Ach, een mens zit vol problemen Angsten en krampachtigheid Wat ie ook mag ondernemen 't Leven blijft een zware strijd Maar of iemand in z'n leven Nou gehaat is of geliefd Aanstoot neemt of juist wil geven Mag ie even - mag ie even Hij wordt ook maar voortgedreven Mag ie even alsjeblieft
Neem nou zo'n kanjer als Ien (Wat voor kanjer) Dales. Je weet wie 'k bedoel (Oh, die dikke) Die wordt door velen gezien (Ja, geen wonder) Als een gevoelloze troel (Nogal logisch) Soms zet ze heel arrogant (Op z'n Haags dus) Mensen terug over de grens (Zonder paspoort) Die zijn gevlucht uit hun land (Zonder centen) Toch is zij ook maar een mens (Zou je denken?)
Tuurlijk - wat had je gedacht (Meer een potvis) Zij doet haar werk, anders niet (Wat een rotbaan) Dat wordt er van haar verwacht (Ja, dat zal wel) 't Is best een jofele griet (Ja - ja)
Ander voorbeeld: Hanja Weggen Die zit heel vaak in de put Enkel omdat mensen zeggen Jezus, wat een gratenkut Nou, ik vind het overdreven Dat ze zo diep wordt gegriefd Goed, ze is wat zelfgeweven Mag ze even - mag ze even Ook al moet ik overgeven Mag ze even alsjeblieft
Neem zo'n knaap als hij hier (Ja, bijvoorbeeld) Die heeft een lekkere baan (Misverstandje) Zit daar en speelt wat klavier (Hoe bedoel je?) Ik moet de hele tijd staan (Mooie kuiten) Oh, ik ben dol op mijn werk (Voor de centen) 'k Doe het nog steeds met plezier (Elke avond) En toch verheug ik me sterk (Eufemisme) Op het nu volgend kwartier (Anders ik wel)

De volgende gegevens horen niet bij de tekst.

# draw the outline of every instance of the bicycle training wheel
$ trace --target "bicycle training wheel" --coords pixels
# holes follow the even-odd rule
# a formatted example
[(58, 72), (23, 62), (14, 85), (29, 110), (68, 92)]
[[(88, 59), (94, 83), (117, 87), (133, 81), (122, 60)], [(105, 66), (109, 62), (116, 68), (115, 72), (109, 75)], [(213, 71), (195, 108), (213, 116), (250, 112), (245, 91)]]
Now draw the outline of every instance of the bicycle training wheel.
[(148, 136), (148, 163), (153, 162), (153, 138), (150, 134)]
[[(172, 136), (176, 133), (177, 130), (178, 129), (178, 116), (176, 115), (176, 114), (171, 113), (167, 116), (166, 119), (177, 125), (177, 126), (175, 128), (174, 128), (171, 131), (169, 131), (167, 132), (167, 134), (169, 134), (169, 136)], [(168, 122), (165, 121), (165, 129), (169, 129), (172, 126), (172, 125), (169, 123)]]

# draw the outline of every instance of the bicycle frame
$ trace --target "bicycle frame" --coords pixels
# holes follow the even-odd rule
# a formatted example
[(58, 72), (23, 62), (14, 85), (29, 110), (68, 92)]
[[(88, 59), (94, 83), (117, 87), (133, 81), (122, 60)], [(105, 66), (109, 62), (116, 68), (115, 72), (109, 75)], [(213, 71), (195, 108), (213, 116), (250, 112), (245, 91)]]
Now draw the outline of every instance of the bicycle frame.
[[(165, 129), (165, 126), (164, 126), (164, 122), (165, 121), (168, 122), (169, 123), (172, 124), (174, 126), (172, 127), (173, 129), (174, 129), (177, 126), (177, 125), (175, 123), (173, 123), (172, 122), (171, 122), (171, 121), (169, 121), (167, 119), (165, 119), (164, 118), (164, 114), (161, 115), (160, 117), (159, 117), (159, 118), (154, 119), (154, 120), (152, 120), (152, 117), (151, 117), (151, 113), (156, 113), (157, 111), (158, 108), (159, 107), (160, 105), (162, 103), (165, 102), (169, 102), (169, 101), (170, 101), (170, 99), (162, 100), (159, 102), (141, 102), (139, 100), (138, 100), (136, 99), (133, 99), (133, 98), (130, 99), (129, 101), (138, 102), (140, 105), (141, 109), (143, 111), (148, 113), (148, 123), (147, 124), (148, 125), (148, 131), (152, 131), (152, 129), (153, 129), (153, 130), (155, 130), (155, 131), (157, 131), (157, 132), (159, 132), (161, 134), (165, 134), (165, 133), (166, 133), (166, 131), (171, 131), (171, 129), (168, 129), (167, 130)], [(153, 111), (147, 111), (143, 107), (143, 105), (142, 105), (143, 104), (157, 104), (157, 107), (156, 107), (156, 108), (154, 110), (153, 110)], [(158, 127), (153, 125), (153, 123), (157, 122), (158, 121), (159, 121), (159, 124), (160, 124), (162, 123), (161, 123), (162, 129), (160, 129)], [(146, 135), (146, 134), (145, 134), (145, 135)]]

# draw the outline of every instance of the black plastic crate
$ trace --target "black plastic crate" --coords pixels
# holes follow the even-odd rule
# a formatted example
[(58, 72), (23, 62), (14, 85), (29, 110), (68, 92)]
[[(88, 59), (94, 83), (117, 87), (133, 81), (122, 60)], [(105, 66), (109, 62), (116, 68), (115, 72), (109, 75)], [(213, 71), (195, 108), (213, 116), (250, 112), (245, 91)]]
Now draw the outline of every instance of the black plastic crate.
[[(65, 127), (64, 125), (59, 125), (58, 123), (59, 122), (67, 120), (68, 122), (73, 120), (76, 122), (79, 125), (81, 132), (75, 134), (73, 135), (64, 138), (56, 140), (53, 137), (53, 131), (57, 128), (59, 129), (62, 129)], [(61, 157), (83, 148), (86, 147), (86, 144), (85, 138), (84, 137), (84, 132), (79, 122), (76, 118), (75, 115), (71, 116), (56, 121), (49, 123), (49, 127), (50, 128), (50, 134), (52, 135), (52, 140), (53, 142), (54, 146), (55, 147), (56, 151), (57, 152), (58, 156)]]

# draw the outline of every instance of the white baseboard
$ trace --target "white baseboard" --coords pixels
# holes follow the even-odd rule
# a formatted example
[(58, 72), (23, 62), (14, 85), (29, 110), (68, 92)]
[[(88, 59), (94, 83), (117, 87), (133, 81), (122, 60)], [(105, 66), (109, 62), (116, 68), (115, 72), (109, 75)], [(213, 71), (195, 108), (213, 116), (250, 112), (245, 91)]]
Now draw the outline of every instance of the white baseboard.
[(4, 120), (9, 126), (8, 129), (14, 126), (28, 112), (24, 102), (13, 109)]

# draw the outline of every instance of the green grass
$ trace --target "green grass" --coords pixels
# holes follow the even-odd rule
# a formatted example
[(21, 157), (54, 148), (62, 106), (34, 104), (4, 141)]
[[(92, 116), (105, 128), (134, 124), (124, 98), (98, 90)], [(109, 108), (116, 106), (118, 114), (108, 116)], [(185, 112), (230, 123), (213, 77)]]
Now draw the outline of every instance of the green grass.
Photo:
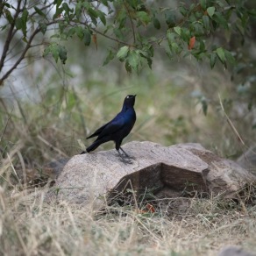
[[(34, 102), (2, 100), (0, 254), (216, 255), (228, 244), (255, 252), (256, 209), (245, 199), (190, 198), (189, 208), (181, 212), (175, 208), (180, 199), (169, 199), (156, 203), (153, 215), (115, 206), (100, 214), (90, 205), (49, 204), (44, 201), (46, 187), (34, 186), (44, 164), (79, 153), (78, 139), (88, 146), (91, 141), (86, 136), (119, 111), (127, 94), (138, 95), (138, 120), (124, 143), (199, 142), (220, 155), (240, 153), (244, 148), (217, 110), (217, 93), (228, 89), (205, 89), (212, 96), (205, 117), (190, 96), (198, 89), (196, 81), (182, 72), (176, 74), (181, 79), (152, 73), (125, 76), (121, 85), (103, 75), (85, 84), (69, 84), (68, 89), (53, 86), (56, 82), (50, 79)], [(225, 82), (217, 79), (213, 83)], [(250, 119), (241, 123), (234, 112), (228, 114), (245, 141), (252, 139)], [(99, 149), (112, 146), (109, 143)]]

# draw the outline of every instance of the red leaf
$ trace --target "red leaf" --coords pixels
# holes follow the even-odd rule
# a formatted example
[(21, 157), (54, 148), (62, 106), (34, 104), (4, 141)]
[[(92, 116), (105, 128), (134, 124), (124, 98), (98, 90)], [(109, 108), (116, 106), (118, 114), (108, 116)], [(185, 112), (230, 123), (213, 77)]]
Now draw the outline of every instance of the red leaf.
[(190, 39), (189, 39), (189, 43), (188, 43), (188, 50), (191, 50), (194, 48), (195, 46), (195, 43), (196, 43), (196, 37), (192, 37)]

Eventjes tijd voor mezelf (Halleluja) Koffie - een Stuyvesant light (Weer een sponsor) Het duurt nog tot ruim kwart voor elf (Jezus Mina) Dus wordt het zoetjesaan tijd (Voor een borrel) Trouwens, het moet van de bond (Zijn ze streng in) Zo staat het in ons contract (En niet anders) Anders dan krijgen we stront (Gadverdamme) Wordt je gigantisch gepakt (Niet zo'n beetje) Ja hoor, en wij niet alleen (Nee, ook jullie) Ook het publiek in de zaal (Ja, dat zeg ik) Ja joh, dan krijgt iedereen (Iedereen dus) Keihard een proces-verbaal (Of nog erger)
Laatst nog, we speelden in Goor (Overijssel) Iedereen was goed geluimd (Ja, fantastisch) Dus gingen wij lekker door (Wisten wij veel) Werd heel de schouwburg ontruimd (Door het leger) Echt, ze bestormden het pand (Zwaarbewapend) Iedereen lag onder vuur (Handgranaten) Toeschouwers werden ontmand (Bajonetten) Overal bloed aan de muur (Grote klodders) Nou, dat is mij het niet waard (Zeg nou zellef) En daarom stoppen we vlug (Een kwartiertje) Voordat het hier ook ontaardt (In een bloedbad) Straks dan zien wij elkaar terug (Tot zo!)